Photographer Tim Simmons’s dramatic images of Norfolk and American wood-land shows the strange beauty of dense woods and their undergrowth.
Lee Grandjean, formerly deputy head of sculpture at the Royal College of Art, has made roots and branches into surreal assemblages, their titles hinting at deeper stories in the imagination.
Calum McClure, from Glasgow Print Studio has made paintings and prints full of the colour and atmosphere of wood-lands, and Lorraine Bewick will show paintings of trees in her Norfolk orchard.
Wood also provides a precise and versatile creative medium for artists and designers.
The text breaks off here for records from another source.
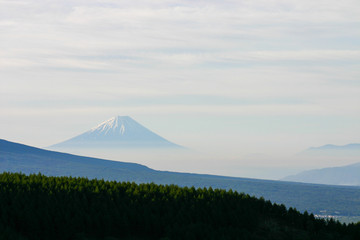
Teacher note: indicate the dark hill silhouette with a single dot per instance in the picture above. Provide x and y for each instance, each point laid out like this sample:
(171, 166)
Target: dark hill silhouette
(324, 199)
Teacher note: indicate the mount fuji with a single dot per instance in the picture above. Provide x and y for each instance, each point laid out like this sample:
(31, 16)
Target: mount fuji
(117, 132)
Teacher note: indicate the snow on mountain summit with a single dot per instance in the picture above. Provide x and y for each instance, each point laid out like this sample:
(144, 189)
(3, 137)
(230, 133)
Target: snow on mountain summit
(119, 131)
(114, 124)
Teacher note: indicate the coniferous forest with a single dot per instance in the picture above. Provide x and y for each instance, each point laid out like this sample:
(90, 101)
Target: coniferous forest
(41, 207)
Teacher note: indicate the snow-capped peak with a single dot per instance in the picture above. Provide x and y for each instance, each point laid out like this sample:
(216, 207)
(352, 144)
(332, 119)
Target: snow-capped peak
(114, 124)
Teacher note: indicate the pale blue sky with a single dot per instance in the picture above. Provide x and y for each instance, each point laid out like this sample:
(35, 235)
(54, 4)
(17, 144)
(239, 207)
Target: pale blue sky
(231, 78)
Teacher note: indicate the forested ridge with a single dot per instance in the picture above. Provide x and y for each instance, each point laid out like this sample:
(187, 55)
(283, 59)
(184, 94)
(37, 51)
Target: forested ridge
(41, 207)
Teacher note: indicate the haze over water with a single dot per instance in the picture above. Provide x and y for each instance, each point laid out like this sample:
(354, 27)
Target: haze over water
(246, 85)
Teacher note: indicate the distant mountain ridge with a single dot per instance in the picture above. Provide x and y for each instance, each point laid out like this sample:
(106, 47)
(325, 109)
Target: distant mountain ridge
(16, 157)
(330, 149)
(345, 175)
(117, 132)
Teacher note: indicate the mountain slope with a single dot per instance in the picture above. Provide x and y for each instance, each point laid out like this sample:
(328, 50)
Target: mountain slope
(117, 132)
(346, 175)
(319, 199)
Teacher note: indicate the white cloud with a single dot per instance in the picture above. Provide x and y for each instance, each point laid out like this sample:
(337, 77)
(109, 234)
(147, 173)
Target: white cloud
(67, 57)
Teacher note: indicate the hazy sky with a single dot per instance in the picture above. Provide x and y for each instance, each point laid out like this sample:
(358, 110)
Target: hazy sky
(249, 82)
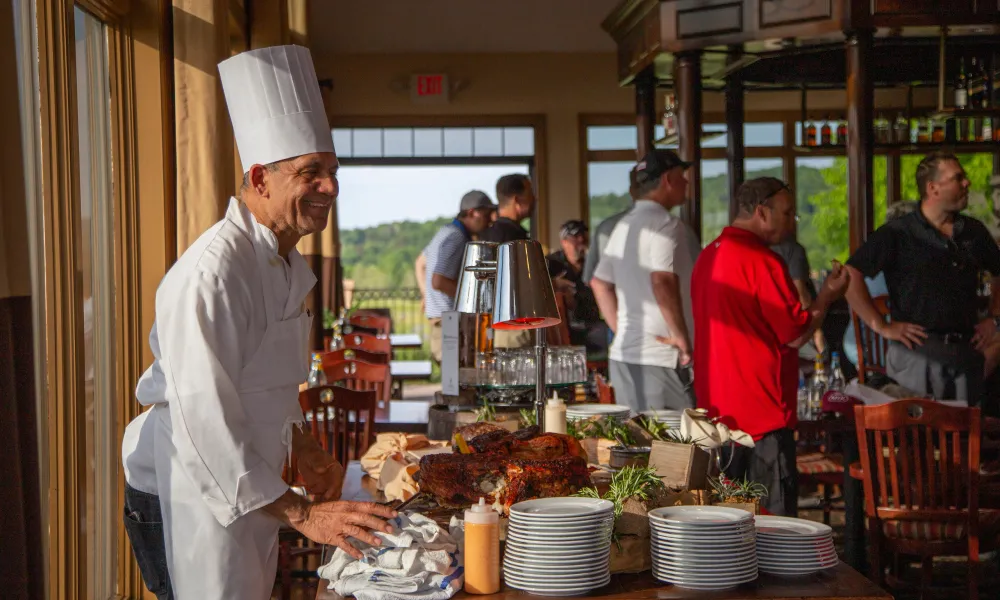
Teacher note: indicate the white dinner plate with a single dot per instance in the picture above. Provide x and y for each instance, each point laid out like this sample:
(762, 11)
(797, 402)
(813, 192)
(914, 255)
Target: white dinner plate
(562, 507)
(703, 515)
(784, 527)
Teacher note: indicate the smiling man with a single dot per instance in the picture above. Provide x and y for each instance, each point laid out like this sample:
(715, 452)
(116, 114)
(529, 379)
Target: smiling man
(204, 496)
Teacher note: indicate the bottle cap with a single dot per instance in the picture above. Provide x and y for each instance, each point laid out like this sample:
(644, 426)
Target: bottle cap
(482, 513)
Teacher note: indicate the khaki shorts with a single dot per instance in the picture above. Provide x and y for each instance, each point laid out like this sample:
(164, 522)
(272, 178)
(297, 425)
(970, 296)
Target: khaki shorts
(436, 340)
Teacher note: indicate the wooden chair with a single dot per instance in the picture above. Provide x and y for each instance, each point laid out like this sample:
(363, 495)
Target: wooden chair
(335, 356)
(920, 462)
(383, 325)
(872, 348)
(358, 375)
(361, 341)
(559, 335)
(818, 459)
(342, 421)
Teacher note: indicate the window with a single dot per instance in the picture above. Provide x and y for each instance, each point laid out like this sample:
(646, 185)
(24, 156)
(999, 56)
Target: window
(714, 199)
(99, 497)
(433, 142)
(607, 183)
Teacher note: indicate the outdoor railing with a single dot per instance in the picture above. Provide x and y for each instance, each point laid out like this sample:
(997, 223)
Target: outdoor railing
(407, 315)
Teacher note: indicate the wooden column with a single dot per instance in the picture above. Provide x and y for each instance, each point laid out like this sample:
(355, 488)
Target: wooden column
(645, 110)
(687, 83)
(735, 148)
(860, 136)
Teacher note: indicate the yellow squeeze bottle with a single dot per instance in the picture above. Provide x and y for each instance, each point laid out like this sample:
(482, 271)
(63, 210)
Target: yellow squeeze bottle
(482, 549)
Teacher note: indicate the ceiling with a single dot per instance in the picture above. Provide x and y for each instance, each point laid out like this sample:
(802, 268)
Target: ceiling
(459, 26)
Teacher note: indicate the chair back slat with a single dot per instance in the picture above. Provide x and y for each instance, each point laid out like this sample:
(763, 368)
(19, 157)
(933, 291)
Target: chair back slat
(917, 456)
(872, 348)
(341, 419)
(371, 343)
(335, 356)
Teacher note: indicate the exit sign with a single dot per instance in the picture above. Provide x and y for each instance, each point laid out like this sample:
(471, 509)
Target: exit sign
(431, 87)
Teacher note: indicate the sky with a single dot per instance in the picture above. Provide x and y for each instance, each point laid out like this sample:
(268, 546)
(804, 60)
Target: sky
(374, 195)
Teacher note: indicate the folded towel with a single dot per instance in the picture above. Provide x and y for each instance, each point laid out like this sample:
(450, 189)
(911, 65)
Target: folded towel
(419, 560)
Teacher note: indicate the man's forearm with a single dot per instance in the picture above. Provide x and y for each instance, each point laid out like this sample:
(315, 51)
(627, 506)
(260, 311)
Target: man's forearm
(666, 290)
(607, 301)
(290, 508)
(817, 312)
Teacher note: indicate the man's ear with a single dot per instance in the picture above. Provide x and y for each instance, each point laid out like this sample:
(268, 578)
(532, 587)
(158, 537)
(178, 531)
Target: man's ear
(258, 177)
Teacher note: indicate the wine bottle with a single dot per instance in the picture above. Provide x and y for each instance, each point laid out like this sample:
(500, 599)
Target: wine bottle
(826, 133)
(962, 87)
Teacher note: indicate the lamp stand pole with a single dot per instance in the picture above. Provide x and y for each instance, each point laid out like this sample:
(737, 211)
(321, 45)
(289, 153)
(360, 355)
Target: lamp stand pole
(541, 352)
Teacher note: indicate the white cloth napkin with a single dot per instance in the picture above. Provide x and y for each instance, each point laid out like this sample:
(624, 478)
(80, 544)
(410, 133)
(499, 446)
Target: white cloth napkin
(711, 434)
(419, 560)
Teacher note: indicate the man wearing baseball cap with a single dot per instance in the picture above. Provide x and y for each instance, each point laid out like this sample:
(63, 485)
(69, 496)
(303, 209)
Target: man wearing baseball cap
(642, 286)
(749, 323)
(443, 260)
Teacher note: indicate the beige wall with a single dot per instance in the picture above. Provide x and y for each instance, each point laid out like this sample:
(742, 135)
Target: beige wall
(559, 86)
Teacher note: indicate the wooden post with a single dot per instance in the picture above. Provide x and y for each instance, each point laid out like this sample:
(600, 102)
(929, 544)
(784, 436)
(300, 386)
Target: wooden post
(860, 136)
(735, 148)
(645, 110)
(687, 82)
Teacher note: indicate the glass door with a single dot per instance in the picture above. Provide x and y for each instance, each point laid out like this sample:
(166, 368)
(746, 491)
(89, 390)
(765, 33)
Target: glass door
(95, 268)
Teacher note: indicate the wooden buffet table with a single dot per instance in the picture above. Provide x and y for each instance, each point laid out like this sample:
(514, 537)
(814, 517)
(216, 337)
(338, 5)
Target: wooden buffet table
(840, 583)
Ian Tyson is showing a collection of abstract formal reliefs and sculptures exploring the properties of various hardwoods. Doo Gurney, a Woodland Trust selected artist has made wood-cuts and engravings based on the gnarled patterns of bark and tree rings.
Tim Plunkett, an environmentalist and wood-turner who only uses native hardwoods will show a range of bowls.
Dominic Ash and Par Avion, both domestic and exhibition furniture designers, will show exquisite salt and pepper table sets made from oak, ash and bog oak.
The exhibition offers another chance to see internationally renowned artist Richard Long’s Great Ouse Mud Drawing, made in situ for GroundWork Gallery’s opening exhibition Sunlight and Gravity.
Gallery director Veronica Sekules said: “GroundWork’s mission is to celebrate the environment so Long’s work made from the earth will become its appropriate signature piece.
“Many people have said how much like a tree it looks, so for the next show it will be a good talking point.”
Lynn has a long history as a trading port and still is a major importer of Baltic timber to the UK, extensively used in building.
GroundWork also invite visitors to view the pnthouse apartment, designed by Hudson Architects and built by Norfolk Building Co. A bark cloth from Tonga hangs in the stairwell. The apartment is available to book as a short-term let for people who want to spend a few days exploringLynn and west Norfolk.
All GroundWork’s graphic design is by Royal Designer for Industry Pearce Marchbank.
GroundWork Gallery will work throughout the next year as the Woodland Trust’s charter champion forLynn, the campaign aiming to culminate in a new charter for Trees, Woods and People in November 2017.